The narrow town favored bicycles over cars. Presently some men appeared far up the silver road, cap flaps down. A mainland man walked between two adult cyclists. She did not know him, which usually meant nobody did. Taller than the others, he wore a brimmed felt hat and a double-breasted coat down to his flat shoes, suggesting the silent-movies landlord who says to war widows with children, “You must pay the rent!”
Dr. New drove up in his Ford and nodded at Maytree, who lowered Petie—Whoop—to recline on the backseat, and Lou climbed in front and cranked the window down. The driver of the car who hit Petie neared. He stood against a telephone pole and crossed his arms. By then many witnesses had told her, told them all, that the car pushed the bike off the road by hitting it. The man’s coat’s shoulders lifted and he looked up as if sighing. As the Ford pulled out for the hospital, Lou saw him look expressionless at Maytree, who had started in a low voice,
—Why in the living hell…The crowd closed in to hear. Not much happened in winter on land.

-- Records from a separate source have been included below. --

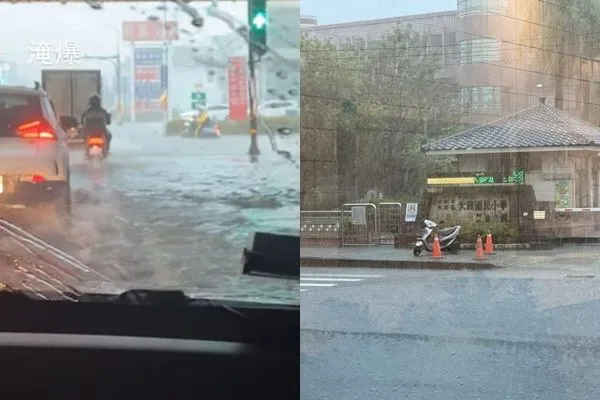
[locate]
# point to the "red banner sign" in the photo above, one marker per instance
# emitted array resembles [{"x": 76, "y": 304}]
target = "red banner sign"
[
  {"x": 147, "y": 73},
  {"x": 238, "y": 89},
  {"x": 149, "y": 31}
]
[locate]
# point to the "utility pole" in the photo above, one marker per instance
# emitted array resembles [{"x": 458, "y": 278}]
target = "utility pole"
[
  {"x": 257, "y": 22},
  {"x": 164, "y": 79},
  {"x": 116, "y": 60}
]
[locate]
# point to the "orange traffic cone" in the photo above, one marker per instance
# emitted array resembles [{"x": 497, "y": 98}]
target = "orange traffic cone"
[
  {"x": 489, "y": 244},
  {"x": 437, "y": 250},
  {"x": 479, "y": 255}
]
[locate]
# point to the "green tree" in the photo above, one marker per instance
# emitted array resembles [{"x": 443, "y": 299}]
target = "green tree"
[{"x": 568, "y": 36}]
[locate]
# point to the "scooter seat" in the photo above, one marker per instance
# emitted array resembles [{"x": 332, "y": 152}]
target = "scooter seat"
[{"x": 446, "y": 231}]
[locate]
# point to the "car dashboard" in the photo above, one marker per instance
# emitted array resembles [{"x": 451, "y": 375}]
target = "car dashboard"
[{"x": 104, "y": 348}]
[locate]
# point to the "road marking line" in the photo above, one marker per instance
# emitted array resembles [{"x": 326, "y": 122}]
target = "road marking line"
[
  {"x": 318, "y": 284},
  {"x": 345, "y": 275},
  {"x": 330, "y": 279}
]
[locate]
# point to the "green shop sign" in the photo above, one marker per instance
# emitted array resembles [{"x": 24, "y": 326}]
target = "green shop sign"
[{"x": 517, "y": 176}]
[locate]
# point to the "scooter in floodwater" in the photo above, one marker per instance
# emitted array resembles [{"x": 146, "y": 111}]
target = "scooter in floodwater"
[
  {"x": 449, "y": 238},
  {"x": 96, "y": 146}
]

—It was probably not the stranger’s fault, she said. She was waiting at the hospital. How would she feel if they owned a car and she hurt a child with it? She saw Petie and other children flying over handlebars all around town, everywhere she drove her putative car. Low-flying children. They would be a danger in themselves. The poor man. Poor everyone. Petie had wide bones. Tomorrow, she and Maytree could maneuver their own ironstone bed down two sets of stairs to the half-basement by the beach. Petie could recuperate handy to bathroom and kitchen, they could see and hear him to help him, and he could watch through panes the day change, the tides, and the stars.
That night Lou watched Maytree pour brandy in a glass. He still wore a navy blue sweater under his overalls. Petie had a broken leg. Did she want brandy? She shook her head. She sat at the green kitchen table.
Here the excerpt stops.